The Good News: It’s An Executory Contract
Construction contracts are “executory” contracts. The Bankruptcy Code allows a trustee or a debtor-in-possession (the term used when a company that has filed bankruptcy continues to operate its business under bankruptcy court supervision) to either assume or reject the contract. The debtor-in-possession has until the confirmation of a plan of reorganization (the plan that explains how the debtor plans to reorganize and operate going forward) to assume or reject executory contracts. However, this may be many months or years away. Fortunately, the other party to the contract may request the court to make the debtor decide sooner.
The Really Good News: If Assumed, All Defaults Must be Cured
If the debtor decides to assume the contract, it must cure all defaults. This includes paying any past due payments owed to the subs and suppliers and to continue with its performance on the contract. Therefore, you may be paid in full shortly after the contract is assumed and continue working and getting paid on the project.
The Bad News: If Rejected, You Receive a General Unsecured Claim
If the debtor decides to reject the contract, the bankruptcy estate loses all of the benefits of the contract. Any past due payment owed to your company become a general unsecured claim (provided you have not perfected your lien rights). As a general unsecured claim, you will likely only get a percentage, if any at all, of the amount owed to you and only after the plan has been confirmed.
It’s Not All Bad News: Strategies
1. Perfect Your Lien Rights. It is essential that lien rights are protected and perfected whether facing a bankruptcy situation or not. In bankruptcy, failure to perfect your lien rights may allow the trustee or Debtor to avoid your unperfected lien and security interest and will reduce the priority of your claim to a general unsecured claim. Every state grants lien rights to companies and individuals who contributed to the improvement of a project. Sections 546(b)(1) – (2) of the Bankruptcy Code provide a means to perfect and maintain your lien rights after the filing of a bankruptcy petition if under your state law you could have perfected and maintained the mechanic’s lien. However, because of the automatic stay you cannot take any post-petition action to enforce the lien rights, unless you first obtain permission from the court. Every state’s lien requirements and time limitations vary so it is essential you hire an attorney to assist you with this process.
2. File a Claim with the Surety. If there is a surety bond posted by the Debtor on the project you should file a claim with the surety. Make sure to get a copy of the Bond and follow the process outlined in the Bond exactly to file a claim. Claims against the surety are not subject to the automatic stay. Therefore, assuming you have a legitimate and timely claim, your claim may be paid in full by the surety. Additionally, if the project is assumed by the Debtor the surety will be in a position to monitor the project, possibly impose funds control and ensure that project funds, in the case of public projects, are used for the benefit of the subs and suppliers.
3. File Your Claim With Bankruptcy Court. A deadline will be imposed for the filing of claims against the estate. If you are owed money from the contractor you should file a claim with the estate detailing the amounts owed, for what and under what contract.

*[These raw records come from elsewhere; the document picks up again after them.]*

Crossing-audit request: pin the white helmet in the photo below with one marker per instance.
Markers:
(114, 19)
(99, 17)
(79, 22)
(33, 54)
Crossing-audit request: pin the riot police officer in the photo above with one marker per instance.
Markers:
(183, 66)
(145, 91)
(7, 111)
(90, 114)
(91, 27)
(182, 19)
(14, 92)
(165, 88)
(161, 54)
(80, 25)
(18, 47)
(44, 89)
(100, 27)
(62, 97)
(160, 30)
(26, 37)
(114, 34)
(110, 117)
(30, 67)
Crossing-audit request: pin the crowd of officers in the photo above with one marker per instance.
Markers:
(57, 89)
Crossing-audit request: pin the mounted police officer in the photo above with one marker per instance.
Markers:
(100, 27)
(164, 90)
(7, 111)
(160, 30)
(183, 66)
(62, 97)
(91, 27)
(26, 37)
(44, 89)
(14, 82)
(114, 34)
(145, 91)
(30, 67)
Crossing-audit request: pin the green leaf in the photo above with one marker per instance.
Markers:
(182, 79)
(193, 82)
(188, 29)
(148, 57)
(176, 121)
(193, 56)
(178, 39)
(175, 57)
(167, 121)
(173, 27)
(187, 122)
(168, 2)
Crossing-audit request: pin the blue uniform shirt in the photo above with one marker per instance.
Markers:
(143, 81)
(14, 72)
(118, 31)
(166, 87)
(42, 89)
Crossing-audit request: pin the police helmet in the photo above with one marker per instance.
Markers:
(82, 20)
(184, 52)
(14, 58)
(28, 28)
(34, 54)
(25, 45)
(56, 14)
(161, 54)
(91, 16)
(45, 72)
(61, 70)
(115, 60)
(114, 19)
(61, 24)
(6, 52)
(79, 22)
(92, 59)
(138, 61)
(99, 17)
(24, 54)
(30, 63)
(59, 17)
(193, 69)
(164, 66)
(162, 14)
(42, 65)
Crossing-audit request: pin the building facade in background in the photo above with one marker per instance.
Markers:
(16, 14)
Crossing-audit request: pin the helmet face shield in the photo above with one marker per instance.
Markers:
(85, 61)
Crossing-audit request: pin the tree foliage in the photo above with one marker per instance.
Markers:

4. Attend the Creditor’s Meeting. Shortly after the bankruptcy filing the court will set a date for the creditor’s meeting. At this meeting a representative of the company will be placed under oath. The trustee and creditors will then have an opportunity to ask the Debtor about the business, potential sources of assets, the extent of liabilities and the status of various projects. This is an opportunity to get valuable information regarding your project and gauge the likelihood the contractor will continue working on the project. As a creditor you will also have the opportunity to ask questions. This is not a forum to air grievances, rather a time to gather information.